ActoKids / AD440_W19_CloudPracticum

3 stars 1 forks source link

Finish Google Crawler #71

Open mrvirus9898 opened 5 years ago

mrvirus9898 commented 5 years ago

The Google crawler has grown tremendously, and offers us a lot of functionality and flexibility. However, somethings still need to be resolved. The primary issue involves properly utilizing AWS Secrets to store our Google API key, and token.

Please indicate the time spent on this, any issues that you are having, any good references you found for this subject, and credit anyone helped you out.
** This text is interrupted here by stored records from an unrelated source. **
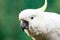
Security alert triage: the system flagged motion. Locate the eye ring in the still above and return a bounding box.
[31,17,33,19]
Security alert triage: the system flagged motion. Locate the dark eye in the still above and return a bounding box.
[31,17,33,19]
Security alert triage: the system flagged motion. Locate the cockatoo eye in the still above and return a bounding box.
[31,17,34,19]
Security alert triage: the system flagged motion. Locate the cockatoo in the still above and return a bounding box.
[19,0,60,40]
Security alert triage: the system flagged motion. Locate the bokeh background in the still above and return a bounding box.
[0,0,60,40]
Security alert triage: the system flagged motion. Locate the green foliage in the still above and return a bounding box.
[0,0,60,40]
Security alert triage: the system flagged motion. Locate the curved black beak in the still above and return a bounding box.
[21,20,29,32]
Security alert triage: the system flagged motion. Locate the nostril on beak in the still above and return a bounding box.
[21,20,29,31]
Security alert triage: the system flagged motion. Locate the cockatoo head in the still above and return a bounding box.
[19,0,47,36]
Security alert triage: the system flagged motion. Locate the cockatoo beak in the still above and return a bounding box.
[36,0,47,12]
[21,20,29,32]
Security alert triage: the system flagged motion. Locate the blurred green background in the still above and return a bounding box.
[0,0,60,40]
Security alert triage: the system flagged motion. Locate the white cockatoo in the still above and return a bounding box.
[19,0,60,40]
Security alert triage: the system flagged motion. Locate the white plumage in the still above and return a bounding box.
[19,0,60,40]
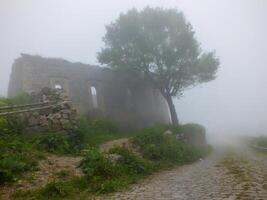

rberry206 commented 5 years ago

Estimated Time: 10 hours Total Time Spent So Far: 3 hours

Everything will live locally and we are using a throwaway gmail account so the Secrets Manager feels pretty irrelevant now. I was thinking about using EC2 with Michael but we might not need it for google since it's not using selenium. I'm thinking S3 to Dynamo will be the best way to structure the lambda function.

Reasons for using S3:

rberry206 commented 5 years ago

Estimated Time: 10 hours Total Time Spent: 15 hours

Lambda function 'ad440-w19-lambda-crawler-googlecrawler' now writes to the 'events' table for DynamoDB. The code for S3 functionality exists in the lambda_function.py file but it proved unnecessary for this task. The function pulls all events from the Google Calendar, including recurring events.

Problems I ran into were access to certain services like Lambda, here are those tasks that were resolved: Lambda access for execution #82 Lambda execution time #85

Example of code in action:

Testers:

Who I tested:

Pull Request for Lambda function: https://github.com/ActoKids/web-crawler/pull/18 Link to Lambda: https://console.aws.amazon.com/lambda/home?region=us-east-1#/functions/ad440-w19-lambda-crawler-googlecrawler?tab=graph Link to pull request: https://github.com/ActoKids/web-crawler/pull/18

daonguyen81 commented 5 years ago

Just ran a test on your googleLambda, it worked great! Logs output and data look great, didn't find any error. Good job Ryan!